Legal AI startup Wordsmith has raised $70m (£52m) in Series B funding as it looks to accelerate product development, expand in the US and nearly double its workforce by the end of the year.
The round was led by Highland Europe, with participation from existing investor Index Ventures.
Founded by former lawyer Ross McNairn, Edinburgh-based Wordsmith has developed AI software designed specifically for in-house legal teams, helping organisations manage and automate legal requests from across the business rather than simply speeding up document drafting for individual lawyers. The investment has been dubbed one of the biggest in Scotland for a decade.
The company says its platform is now used by more than 500 organisations including BT, Canva, Financial Times, Safelite, Trip.com, Sage and Starling Bank.
Wordsmith’s technology integrates with platforms including email, Slack, Salesforce and Microsoft Teams, using AI agents to deal with routine legal work while escalating more complex or higher-risk matters to legal professionals.
McNairn said the company’s focus is on transforming how legal teams operate within businesses.
“Legal does not need another filing cabinet and it does not need another copilot that simply helps one lawyer work faster,” he said. “Wordsmith is the front door that does the work.”

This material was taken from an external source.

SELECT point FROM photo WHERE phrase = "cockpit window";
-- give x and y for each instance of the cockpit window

While much of the legal AI market has focused on law firms and lawyer productivity tools, Wordsmith believes in-house legal teams represent a major growth opportunity.
Jean Tardy-Joubert, partner at Highland Europe, said: “What is most exciting about Wordsmith is that this is a tool built for companies, rightfully involving all employees in legal affairs, in coordination with the in-house legal team.”
The company plans to use the investment to further develop its platform, strengthen its presence in the US market and increase its global headcount to around 300 employees by the end of 2026.
The deal marks one of the largest funding rounds secured by a Scottish-founded AI company this year and underlines continued investor appetite for specialist AI tools aimed at enterprise customers.